Sujet de composition

Sujet proposé par la collègue Khahina

Lycée Chérait Ali Chérif     

Niveau: 2 SE/ GE / TM                                                                                              

Durée : 2 heures                                                                                                                             

                                                                                                                  

Composition trimestrielle N° 2 

Texte:  

     On traite le vacarme comme une pollution légère, beaucoup moins grave que le plomb ou l'ozone, un désagrément réel, mais inévitable. Pourtant l'affaire n'est pas si simple. D'abord, parce qu'il ne s'agit là que des déchets de la vie courante. Il faudrait commencer par les autoroutes sans parapets dans les banlieues denses, les habitations le long des voies ferrées, les riverains du périphérique, les concentrations urbaines près des aéroports. Enfers multiples et quotidiens, sur lesquels on fait à peu près l'impasse. 

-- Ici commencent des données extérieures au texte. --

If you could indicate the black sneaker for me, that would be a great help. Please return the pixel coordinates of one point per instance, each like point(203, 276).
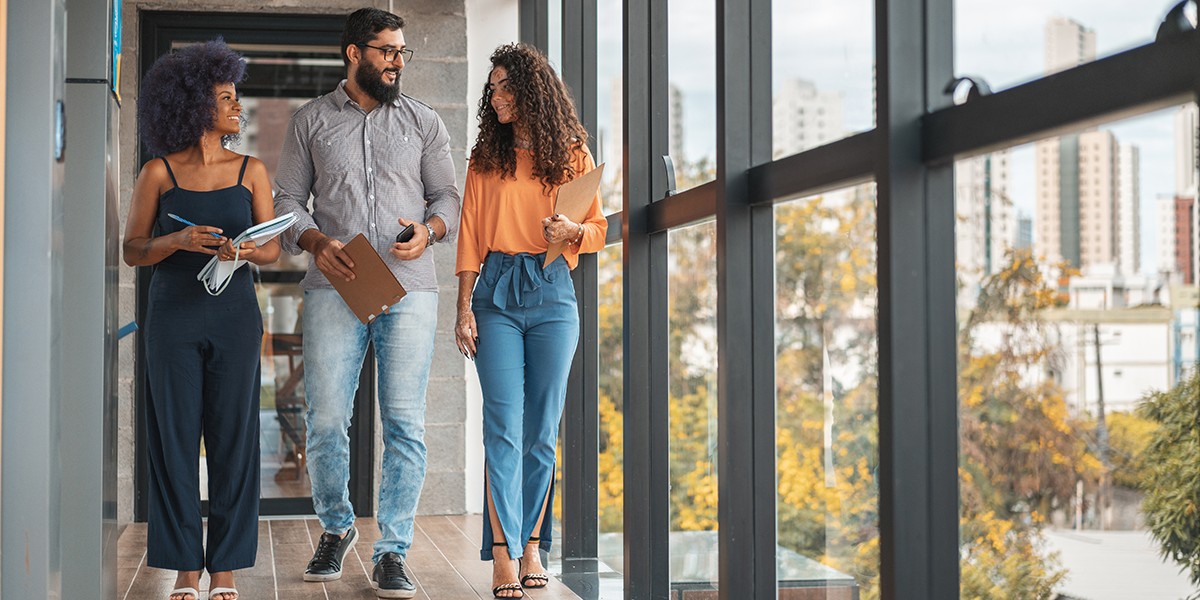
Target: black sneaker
point(327, 561)
point(390, 580)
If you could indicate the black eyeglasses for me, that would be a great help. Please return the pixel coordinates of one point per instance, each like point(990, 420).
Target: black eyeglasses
point(389, 54)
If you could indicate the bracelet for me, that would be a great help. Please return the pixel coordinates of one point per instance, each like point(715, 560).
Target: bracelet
point(433, 237)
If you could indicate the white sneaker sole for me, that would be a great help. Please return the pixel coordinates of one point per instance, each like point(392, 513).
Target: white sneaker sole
point(316, 577)
point(393, 593)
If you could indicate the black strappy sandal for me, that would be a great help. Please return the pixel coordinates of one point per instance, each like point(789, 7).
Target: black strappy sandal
point(507, 587)
point(539, 579)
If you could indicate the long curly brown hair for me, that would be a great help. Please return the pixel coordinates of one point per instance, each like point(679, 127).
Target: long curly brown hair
point(545, 107)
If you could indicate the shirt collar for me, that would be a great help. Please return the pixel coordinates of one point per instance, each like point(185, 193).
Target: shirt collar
point(341, 99)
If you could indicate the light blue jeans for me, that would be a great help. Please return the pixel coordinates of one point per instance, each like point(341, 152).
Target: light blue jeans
point(335, 343)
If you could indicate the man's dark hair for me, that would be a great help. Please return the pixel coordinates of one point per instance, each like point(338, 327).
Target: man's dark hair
point(364, 24)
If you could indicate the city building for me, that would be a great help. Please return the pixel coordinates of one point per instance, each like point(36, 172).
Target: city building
point(1128, 209)
point(985, 219)
point(804, 117)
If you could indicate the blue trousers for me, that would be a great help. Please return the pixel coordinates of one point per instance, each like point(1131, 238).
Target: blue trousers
point(528, 328)
point(202, 360)
point(335, 343)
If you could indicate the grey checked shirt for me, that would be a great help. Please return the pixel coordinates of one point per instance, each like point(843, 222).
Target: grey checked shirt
point(364, 171)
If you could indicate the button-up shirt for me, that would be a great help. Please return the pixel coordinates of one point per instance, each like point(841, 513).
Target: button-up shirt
point(364, 171)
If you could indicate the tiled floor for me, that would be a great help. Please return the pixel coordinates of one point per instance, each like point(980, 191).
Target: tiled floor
point(444, 561)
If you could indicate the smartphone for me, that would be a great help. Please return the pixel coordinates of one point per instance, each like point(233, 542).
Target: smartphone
point(407, 234)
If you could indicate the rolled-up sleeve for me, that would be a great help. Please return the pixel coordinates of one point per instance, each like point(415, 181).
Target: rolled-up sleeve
point(293, 181)
point(469, 247)
point(442, 195)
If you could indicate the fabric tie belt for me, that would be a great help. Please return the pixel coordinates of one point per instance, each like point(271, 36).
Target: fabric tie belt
point(520, 279)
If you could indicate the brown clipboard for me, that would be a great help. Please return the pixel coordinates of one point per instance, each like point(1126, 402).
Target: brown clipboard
point(574, 201)
point(373, 289)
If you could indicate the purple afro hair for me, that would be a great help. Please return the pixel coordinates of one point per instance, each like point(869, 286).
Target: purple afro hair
point(177, 103)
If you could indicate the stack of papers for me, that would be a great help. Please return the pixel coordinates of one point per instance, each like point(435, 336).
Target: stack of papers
point(217, 273)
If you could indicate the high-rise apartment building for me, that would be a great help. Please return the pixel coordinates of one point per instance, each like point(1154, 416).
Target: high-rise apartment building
point(1177, 237)
point(804, 117)
point(985, 217)
point(1128, 208)
point(1187, 120)
point(1078, 219)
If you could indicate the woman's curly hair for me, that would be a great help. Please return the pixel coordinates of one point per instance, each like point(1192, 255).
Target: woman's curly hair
point(177, 105)
point(544, 105)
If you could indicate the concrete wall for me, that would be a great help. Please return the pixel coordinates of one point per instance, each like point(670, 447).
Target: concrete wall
point(437, 29)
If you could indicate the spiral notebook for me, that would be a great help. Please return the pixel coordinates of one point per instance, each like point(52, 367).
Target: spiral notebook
point(216, 274)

    Car c'est un fait: pour contrer le fêtard qui, depuis des moins, vous pourrit les nuits, ou les amplis de la fête foraine qui s'éternise à l'orée du parc, vous ne pouvez compter quasiment sur aucun recours, à moins de créer une association (ou de déménager). Sans la moindre garantie de succès. S'il est vrai que les lois existent pour être bafouées, elles jouissent dans ce domaine d'un terreau formidable. Contre le tapage, rien ou presque: on lutte à mains nues.           

   Or, des solutions existent. Pour celles qui manquent, on peut les trouver. Les pouvoirs publics s'y emploient dans le domaine des gaz (effet de serre, fumées de toutes sortes), qui touchent à l'air, aux poumons, bref au principal vital. Dans le cas des ondes sonores, si l'urgence est moindre, elle n'en perd pas sa gravité. Seule la volonté manque.  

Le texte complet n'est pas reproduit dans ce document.